Cette aide, devenue systémique en France, est distribuée par plus de 200 000 bénévoles, qui subissent quotidiennement toute la violence de cette pauvreté. Elle est abondamment pourvue par les surplus inconsidérés de l’agriculture industrielle intensive (car il faut toujours produire plus) et participe directement à la compression des coûts des produits agricoles et donc à la diminution du revenu des agriculteurs. Elle est également abondamment pourvue par les invendus de la grande distribution, qui se voit ainsi dotée d’une efficiente filière de recyclage. Comble du cynisme : cette nourriture « recyclée » est une source de défiscalisation pour des entreprises dont la contribution est assimilée à un don. Peut-on continuer à traiter d’une façon aussi indigente les plus pauvres d’entre nous, les bénévoles qui les soutiennent, les paysans qui voudraient les nourrir ?

L’autre face de cette triste réalité est que, sur la période 2010-2019, 77 % des revenus des agriculteurs proviennent des aides nationales et européennes. Sur la même période, 25 % des agriculteurs ont un revenu annuel moyen inférieur à 8 400 euros. Sur l’année 2018, 14 % des exploitations françaises ont un résultat courant négatif, selon les chiffres publiés en 2020 par le ministère de l’agriculture. Ce tableau stupéfiant est celui d’un système qui ne fonctionne pas du tout, qui – sans même parler de dégâts écologiques, de rendements énergétiques négatifs ou de perte de qualité nutritive – ne remplit aucun de ses objectifs initiaux : rémunérer les agriculteurs pour qu’ils fournissent une alimentation suffisante, satisfaisante et à la portée de tous ».

Les constats sont justes.

A ces derniers, on pourrait rajouter que les rendements actuels proviennent d’une agriculture profondément automatisée et carbonée. Tracteurs, moissonneuses, des engins à pétrole de plusieurs centaines de milliers d’euros pièces parfois dépassant le million. Des engins fragiles nécessitants des chaînes logistiques conséquentes et tout aussi polluantes. Une agriculture qui doit ses rendements à ses intrants, des engrais aux pesticides nécessitants de très fortes quantités d’énergie pour être produits.

N’y voyez pas une critique de nos agriculteurs mais un simple constat d’un système économique et productif qui s’imposent le plus souvent à eux. Il n’y a donc pas de jugement dans mes propos.

Allons plus loin.

Si l’agriculture de demain devait se « démécaniser » en raison de pénuries durables sur le matériel agricole, en raison de la raréfaction des intrants, en raison de l’explosion des coûts de production à cause de l’envolée des prix de l’énergie, comment faire ?

Comment faire ?

La solution sera assez simple. Démécaniser l’agriculture signifiera réhumaniser les champs et donc les campagnes.

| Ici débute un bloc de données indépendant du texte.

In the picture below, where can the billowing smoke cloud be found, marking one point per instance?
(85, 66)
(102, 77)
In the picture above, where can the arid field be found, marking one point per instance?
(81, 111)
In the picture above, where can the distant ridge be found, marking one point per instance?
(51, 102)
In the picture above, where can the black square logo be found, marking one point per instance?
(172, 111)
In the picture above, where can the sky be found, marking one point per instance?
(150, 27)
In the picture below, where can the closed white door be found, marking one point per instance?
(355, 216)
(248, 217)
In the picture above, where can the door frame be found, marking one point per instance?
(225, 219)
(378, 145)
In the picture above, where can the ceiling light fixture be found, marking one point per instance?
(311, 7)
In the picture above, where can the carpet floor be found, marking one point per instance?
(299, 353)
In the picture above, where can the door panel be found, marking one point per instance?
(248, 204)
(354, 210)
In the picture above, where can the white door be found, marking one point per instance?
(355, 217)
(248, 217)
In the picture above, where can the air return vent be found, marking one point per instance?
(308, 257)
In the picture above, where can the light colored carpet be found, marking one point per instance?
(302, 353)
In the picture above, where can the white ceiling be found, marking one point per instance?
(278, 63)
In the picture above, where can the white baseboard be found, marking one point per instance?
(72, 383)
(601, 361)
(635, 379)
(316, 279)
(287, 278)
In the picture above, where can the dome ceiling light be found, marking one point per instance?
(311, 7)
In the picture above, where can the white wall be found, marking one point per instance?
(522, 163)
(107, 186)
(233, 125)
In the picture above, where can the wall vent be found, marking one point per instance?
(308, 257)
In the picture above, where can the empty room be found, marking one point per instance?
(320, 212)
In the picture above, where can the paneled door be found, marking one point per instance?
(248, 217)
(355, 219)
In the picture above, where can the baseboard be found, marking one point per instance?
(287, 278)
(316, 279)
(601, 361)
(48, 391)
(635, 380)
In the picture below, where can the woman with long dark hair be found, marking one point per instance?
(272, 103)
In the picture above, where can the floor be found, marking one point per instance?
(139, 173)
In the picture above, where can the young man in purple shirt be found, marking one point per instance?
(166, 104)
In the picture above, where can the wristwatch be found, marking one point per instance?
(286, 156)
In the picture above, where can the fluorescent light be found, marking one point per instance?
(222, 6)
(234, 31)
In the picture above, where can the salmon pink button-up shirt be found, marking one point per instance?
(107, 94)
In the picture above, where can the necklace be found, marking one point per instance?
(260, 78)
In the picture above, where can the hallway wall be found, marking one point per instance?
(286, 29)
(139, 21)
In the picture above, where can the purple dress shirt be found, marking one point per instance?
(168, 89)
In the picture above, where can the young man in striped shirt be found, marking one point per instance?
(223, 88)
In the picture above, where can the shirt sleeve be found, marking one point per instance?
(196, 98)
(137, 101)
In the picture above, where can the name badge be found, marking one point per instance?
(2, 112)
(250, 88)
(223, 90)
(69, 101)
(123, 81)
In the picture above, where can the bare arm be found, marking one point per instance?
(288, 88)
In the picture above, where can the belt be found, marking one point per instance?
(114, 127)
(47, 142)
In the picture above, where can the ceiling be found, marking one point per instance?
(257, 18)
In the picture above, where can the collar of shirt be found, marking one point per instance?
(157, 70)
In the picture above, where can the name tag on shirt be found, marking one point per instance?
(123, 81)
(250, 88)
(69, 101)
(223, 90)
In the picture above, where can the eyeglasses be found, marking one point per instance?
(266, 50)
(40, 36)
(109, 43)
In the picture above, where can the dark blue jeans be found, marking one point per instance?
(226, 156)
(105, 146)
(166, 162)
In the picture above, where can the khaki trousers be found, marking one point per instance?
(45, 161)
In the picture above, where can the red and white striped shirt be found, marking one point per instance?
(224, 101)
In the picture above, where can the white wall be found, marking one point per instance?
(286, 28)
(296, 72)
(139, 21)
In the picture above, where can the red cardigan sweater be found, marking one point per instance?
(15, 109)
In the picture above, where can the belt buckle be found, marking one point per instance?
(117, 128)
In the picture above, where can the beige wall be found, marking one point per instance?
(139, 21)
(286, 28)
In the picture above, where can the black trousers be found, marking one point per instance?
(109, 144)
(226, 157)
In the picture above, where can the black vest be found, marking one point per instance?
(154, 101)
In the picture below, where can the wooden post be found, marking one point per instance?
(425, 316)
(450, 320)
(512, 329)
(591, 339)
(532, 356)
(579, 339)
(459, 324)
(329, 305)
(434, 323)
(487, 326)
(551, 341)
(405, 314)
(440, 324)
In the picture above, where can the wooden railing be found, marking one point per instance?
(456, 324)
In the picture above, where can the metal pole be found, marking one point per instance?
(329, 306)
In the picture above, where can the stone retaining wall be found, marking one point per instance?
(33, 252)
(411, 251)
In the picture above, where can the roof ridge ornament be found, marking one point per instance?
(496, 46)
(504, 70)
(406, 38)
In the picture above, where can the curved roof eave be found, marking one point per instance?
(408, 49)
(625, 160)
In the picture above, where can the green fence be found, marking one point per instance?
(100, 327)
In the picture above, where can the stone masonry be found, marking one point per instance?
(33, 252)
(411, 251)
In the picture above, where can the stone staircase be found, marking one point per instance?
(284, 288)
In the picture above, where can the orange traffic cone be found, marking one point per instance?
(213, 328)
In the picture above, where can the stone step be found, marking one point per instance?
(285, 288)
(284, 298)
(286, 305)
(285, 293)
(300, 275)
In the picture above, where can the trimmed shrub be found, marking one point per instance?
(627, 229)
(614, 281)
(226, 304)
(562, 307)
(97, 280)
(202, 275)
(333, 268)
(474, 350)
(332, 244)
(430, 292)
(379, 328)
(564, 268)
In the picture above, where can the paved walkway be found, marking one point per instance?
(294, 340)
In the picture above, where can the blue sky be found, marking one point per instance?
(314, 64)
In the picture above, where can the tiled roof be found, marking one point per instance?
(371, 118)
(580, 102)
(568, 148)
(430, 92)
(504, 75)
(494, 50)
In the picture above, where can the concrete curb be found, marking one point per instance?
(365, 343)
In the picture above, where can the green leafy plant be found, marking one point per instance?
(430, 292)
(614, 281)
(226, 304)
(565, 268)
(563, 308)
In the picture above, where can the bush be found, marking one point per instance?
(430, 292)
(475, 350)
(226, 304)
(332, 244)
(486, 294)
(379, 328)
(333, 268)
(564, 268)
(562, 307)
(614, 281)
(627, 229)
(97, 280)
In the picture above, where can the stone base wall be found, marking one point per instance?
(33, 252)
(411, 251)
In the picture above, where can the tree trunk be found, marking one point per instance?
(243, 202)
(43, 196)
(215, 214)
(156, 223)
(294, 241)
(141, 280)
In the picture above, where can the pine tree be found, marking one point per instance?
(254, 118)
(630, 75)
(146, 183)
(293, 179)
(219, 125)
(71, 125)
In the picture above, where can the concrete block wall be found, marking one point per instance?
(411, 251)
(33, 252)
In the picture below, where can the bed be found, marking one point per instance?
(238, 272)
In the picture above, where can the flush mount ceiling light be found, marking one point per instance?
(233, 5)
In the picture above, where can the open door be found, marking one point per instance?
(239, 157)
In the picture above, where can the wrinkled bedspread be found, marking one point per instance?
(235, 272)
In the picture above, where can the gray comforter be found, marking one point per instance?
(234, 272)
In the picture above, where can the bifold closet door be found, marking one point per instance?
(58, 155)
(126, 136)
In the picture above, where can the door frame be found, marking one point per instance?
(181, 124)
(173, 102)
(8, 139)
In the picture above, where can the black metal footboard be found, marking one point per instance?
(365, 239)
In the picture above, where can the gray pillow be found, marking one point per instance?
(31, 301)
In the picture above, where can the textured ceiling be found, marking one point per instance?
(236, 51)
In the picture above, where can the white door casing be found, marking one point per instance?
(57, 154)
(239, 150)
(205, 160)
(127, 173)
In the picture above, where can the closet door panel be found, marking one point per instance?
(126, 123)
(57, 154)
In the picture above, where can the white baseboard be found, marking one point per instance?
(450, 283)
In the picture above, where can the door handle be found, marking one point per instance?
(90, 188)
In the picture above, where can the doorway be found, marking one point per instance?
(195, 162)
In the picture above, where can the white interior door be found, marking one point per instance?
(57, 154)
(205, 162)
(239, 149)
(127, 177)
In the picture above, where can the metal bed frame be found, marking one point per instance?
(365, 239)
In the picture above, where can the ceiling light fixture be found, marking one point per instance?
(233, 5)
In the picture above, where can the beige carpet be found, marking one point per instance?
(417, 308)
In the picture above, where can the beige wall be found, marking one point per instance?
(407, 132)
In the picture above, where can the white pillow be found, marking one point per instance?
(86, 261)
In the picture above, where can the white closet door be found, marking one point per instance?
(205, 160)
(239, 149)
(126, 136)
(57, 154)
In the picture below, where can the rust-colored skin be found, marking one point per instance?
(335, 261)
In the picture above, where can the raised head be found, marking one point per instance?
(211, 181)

Peu de gens sont conscients de ce qui va nous arriver. Nous vivons dans un présent éternel. Tout ce qui est, a été, et sera toujours. Cette idée de permanence est totalement fausse. Le monde agricole va considérablement changer dans les années qui viennent sous la pression de la transition écologique.

Au moment où j’écris ces lignes personne ne sait si demain il n’y aura plus d’agriculteurs et presque plus d’hommes dans les exploitations qui seront totalement mécanisées et même robotisées, ou si faute de ressources naturelles et énergétiques nous aurons été collectivement contraints à un retour massif à la terre.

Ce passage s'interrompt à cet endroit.